Should a company do exit interviews?

posted in: HR Advice | 1

By Melissa Walker


As your company grows, you may be trying to decide whether to conduct exit interviews to determine why an employee resigned from a position at your business.

An employee exit interview isn’t necessarily an attempt to change the person’s mind. Instead, it’s an opportunity to reduce further turnover by learning what possibly caused the person to resign, according to the National Federation of Independent Businesses, an advocacy group representing 325,000 small businesses across the country.

Human resources groups recommend companies create a formal policy with regard to exit interviews and that they be used for all voluntary departures, not employees who were laid off or fired. Business owners don’t need to conduct an exit interview with every employee who leaves, as not all turnover is undesirable. Companies should make the exit interview process a formal part of out-processing but need to realize some employees will still refuse and the company has no merit to force them to do the interview.

Here are some steps to follow from NFIB when developing an exit interview strategy:

Have someone other than the employee’s immediate supervisor — someone from human resources or a neutral manager or mentor is preferable — conduct the interview.
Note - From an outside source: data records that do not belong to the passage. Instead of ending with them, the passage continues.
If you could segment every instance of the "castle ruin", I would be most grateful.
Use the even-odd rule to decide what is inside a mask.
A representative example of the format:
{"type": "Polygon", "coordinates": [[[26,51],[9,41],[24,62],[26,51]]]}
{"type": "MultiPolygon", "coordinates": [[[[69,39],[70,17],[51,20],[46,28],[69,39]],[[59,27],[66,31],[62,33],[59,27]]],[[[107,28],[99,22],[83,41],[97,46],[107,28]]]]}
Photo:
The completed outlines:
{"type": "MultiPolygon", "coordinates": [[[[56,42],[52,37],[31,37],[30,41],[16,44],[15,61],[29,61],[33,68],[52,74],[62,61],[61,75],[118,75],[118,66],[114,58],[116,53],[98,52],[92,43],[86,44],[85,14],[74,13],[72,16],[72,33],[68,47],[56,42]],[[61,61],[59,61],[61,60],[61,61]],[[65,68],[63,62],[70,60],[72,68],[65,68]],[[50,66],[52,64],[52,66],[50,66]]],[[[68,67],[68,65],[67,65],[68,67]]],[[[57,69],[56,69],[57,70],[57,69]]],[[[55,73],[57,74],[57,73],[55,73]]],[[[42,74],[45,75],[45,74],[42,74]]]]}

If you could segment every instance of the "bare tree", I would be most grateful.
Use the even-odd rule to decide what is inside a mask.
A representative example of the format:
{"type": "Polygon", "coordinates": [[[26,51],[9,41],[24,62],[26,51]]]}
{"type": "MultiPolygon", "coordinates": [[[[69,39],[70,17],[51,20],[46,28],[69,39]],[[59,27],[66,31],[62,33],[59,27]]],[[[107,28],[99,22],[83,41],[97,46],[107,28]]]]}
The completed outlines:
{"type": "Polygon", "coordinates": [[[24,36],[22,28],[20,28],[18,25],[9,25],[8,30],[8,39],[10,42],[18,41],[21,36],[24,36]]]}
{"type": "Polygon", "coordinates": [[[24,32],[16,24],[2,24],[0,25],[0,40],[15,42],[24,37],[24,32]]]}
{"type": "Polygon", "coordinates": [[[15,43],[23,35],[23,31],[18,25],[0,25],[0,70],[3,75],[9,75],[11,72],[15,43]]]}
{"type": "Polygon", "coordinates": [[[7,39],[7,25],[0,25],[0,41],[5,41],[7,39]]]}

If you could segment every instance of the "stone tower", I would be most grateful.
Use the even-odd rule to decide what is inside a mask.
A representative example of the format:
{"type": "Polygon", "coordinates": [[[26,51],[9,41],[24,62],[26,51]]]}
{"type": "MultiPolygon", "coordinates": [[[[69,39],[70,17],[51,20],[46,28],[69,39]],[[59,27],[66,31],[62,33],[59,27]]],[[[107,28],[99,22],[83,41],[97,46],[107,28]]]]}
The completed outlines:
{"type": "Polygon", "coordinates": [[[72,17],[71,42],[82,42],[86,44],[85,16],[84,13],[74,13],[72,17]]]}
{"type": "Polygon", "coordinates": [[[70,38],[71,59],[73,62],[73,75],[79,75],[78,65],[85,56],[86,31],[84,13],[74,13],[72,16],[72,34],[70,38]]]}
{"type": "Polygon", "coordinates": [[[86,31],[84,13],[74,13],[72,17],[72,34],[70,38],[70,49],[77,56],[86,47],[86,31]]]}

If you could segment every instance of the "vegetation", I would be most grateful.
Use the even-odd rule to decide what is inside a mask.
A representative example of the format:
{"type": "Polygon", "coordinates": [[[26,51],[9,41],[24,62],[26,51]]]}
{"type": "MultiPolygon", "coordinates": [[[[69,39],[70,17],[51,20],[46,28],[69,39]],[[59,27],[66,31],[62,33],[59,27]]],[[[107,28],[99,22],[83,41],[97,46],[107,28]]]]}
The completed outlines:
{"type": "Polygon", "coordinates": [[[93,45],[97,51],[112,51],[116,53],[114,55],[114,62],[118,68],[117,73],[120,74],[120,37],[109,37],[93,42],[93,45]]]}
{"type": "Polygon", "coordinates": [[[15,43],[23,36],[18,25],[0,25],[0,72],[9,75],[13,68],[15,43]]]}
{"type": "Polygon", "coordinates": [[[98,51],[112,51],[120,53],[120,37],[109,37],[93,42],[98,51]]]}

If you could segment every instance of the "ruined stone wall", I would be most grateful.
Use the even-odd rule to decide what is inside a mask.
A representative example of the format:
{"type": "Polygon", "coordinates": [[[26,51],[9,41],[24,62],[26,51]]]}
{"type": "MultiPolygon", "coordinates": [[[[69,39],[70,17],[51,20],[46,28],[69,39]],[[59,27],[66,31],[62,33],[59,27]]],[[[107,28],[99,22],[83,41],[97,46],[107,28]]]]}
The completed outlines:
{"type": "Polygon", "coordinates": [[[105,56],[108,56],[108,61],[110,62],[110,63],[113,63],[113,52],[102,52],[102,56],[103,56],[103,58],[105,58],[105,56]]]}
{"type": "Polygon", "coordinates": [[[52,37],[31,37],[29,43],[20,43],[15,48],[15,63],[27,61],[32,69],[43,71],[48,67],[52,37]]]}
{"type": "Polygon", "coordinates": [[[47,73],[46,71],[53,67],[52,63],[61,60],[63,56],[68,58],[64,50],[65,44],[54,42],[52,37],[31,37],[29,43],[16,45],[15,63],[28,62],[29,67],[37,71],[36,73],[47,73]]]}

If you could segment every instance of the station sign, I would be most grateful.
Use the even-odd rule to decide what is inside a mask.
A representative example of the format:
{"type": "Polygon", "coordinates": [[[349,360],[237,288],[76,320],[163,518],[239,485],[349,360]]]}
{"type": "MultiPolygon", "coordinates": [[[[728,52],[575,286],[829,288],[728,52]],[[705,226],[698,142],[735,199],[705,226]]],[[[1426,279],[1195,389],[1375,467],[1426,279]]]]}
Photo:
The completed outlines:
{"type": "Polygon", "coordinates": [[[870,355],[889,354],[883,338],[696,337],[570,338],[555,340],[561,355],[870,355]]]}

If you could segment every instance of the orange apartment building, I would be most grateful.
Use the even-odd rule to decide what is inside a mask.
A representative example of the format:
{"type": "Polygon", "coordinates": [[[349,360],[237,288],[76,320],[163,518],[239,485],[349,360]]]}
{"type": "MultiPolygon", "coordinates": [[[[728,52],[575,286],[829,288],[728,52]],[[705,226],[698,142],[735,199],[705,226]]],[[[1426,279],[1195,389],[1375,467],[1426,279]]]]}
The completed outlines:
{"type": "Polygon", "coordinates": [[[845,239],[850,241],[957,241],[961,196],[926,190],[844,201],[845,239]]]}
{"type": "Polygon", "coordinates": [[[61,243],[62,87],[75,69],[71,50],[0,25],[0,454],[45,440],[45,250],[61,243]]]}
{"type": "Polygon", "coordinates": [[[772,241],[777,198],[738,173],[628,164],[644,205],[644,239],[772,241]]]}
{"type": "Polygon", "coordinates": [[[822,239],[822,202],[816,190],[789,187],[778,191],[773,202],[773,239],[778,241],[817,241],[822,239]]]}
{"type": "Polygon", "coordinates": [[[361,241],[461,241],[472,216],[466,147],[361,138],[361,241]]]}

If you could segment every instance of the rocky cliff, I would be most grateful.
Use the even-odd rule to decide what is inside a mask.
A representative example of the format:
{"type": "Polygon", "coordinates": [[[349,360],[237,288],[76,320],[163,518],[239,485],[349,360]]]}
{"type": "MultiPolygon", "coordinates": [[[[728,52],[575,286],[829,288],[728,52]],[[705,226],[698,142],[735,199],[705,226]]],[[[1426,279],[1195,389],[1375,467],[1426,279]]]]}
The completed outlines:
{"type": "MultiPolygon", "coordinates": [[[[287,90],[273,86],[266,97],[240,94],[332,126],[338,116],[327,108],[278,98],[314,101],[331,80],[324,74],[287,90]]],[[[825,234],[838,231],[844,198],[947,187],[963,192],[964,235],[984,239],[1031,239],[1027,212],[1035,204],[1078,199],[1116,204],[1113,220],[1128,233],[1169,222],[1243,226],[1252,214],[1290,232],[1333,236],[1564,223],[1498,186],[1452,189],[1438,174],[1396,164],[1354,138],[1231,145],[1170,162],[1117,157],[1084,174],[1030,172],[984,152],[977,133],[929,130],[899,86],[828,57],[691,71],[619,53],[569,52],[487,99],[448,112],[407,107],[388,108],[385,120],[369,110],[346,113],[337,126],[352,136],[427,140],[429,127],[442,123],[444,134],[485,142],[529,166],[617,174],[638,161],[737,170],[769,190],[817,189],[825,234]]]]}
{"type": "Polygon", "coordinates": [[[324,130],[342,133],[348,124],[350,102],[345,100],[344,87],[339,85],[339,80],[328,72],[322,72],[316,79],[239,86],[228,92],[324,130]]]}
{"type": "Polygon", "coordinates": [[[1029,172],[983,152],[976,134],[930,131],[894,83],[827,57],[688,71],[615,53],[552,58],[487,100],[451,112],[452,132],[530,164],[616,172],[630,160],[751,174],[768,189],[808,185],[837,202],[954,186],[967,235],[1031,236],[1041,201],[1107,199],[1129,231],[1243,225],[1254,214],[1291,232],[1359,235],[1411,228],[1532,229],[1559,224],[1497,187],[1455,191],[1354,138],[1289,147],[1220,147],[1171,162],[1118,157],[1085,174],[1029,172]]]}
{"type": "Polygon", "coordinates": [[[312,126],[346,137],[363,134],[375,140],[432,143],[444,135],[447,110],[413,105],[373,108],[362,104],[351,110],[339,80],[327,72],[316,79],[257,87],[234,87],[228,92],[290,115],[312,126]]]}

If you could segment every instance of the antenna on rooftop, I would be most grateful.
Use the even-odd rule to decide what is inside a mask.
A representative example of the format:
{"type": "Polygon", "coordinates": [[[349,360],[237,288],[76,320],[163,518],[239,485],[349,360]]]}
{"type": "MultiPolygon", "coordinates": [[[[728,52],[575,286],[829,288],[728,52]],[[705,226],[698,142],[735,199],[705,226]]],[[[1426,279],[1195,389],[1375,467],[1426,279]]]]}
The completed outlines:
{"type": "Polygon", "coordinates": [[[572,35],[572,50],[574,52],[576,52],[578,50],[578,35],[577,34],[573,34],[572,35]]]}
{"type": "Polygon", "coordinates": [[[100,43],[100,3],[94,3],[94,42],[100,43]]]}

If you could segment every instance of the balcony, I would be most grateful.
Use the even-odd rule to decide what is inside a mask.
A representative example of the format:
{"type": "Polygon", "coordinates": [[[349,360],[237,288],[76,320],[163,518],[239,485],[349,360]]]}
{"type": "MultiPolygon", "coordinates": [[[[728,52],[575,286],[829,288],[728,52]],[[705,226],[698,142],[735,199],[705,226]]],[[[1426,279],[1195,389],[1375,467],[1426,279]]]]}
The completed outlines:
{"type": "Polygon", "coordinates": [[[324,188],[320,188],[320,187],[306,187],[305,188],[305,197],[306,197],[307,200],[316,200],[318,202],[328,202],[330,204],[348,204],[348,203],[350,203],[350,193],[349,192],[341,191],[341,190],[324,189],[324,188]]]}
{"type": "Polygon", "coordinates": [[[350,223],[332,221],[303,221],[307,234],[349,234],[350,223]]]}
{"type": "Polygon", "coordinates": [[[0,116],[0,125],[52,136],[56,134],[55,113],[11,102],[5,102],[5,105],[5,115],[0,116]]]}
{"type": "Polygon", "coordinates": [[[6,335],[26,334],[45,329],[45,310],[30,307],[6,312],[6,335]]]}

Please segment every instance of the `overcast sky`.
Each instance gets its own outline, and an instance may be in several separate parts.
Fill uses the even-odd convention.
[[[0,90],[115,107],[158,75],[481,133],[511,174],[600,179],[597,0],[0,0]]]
The person needs to be skilled at gently probing for the truth while ensuring he or she is actively listening and will not take offense if the employee starts to vent. The departing employee’s immediate supervisor may have influenced the employee’s decision to leave, so he or she should not conduct the interview.

Explain the purpose of the exit interview, which is to determine whether there are problems within the worksite that need to be addressed to prevent further loss of employees.

Assure the employee that the interview is confidential and that all information is used anonymously. No specific comments will be attributed to him or her.

Keep the process simple and focused on specific areas.

Conduct the interview one on one and in private, so the employee doesn’t feel “ganged up” on.

Give the employee an opportunity to summarize his or her employment experience before specific questions are asked.

The exit interview won’t tell you everything you want to know, but it can be a start to learn why good employees leave and what can be done to make the company a better place to work.